I'm working on this problem for an algebra qualifying exam, and I haven't been able to make much progress.
For each positive integer $n$, let $R_n = \mathbb{Z}[2^{1/2}, \ldots, n^{1/n}]$ be a subring of the field of the real numbers. Prove that $R = \bigcup_{n \geq 1} R_n$ is not Noetherian.
My idea is to consider the ascending chain of ideals $(2^{1/2}) \subset (2^{1/2}, 3^{1/3}) \subset \cdots \subset R$ and show that the chain never stabilizes. Intuitively, I should show that adding an additional n-th root introduces new elements into the ideal each time so that the inclusion is always proper. However, I don't really know where to start with showing this.

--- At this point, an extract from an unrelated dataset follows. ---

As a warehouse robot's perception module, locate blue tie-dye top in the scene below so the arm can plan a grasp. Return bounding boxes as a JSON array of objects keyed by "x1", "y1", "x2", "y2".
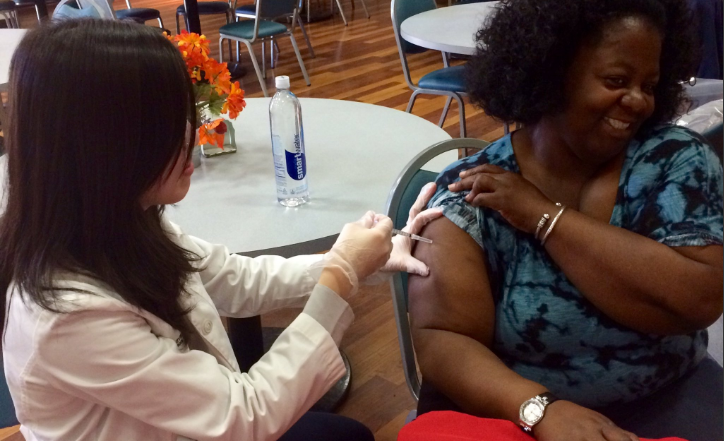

Suppose $R$ is noetherian.
For each nonnegative integer $k$, if $x_k,n_k,y_k,e_k$ are given by $$ \left\{ \begin{align*} x_k&=2^{\bigl(2^{-k}\bigr)}\\[4pt] n_k&=2^{\bigl(2^k\bigr)}\\[4pt] y_k&=(n_k)^{\frac{1}{n_k}}\\[4pt] e_k&=2^{2^k-2k}\\[4pt] \end{align*} \right. $$ then identically we have $$ x_k=(y_k)^{e_k} $$ hence since $y_k\in R$, we get $x_k\in R$.
Then, noting that for all $k$ we have $x_k=(x_{k+1})^2$, it follows that $$ (x_0)\subseteq(x_1)\subseteq(x_2)\subseteq(x_3)\subseteq\cdots $$ is an ascending chain of principal ideals, hence, since R is noetherian, we must have $$ (x_m)=(x_{m+1}) $$ for some $m$.
Then since $x_m=(x_{m+1})^2$, it follows that $x_{m+1}$ is a unit of $R$.
But then, noting that $$ \bigl(x_{m+1}\bigr)^{2^{m+1}}=x_0=2 $$ it follows that $2$ is a unit of $R$, contradiction, since ${\large{\frac{1}{2}}}$ is not an algebraic integer, whereas all elements of $R$ are algebraic integers.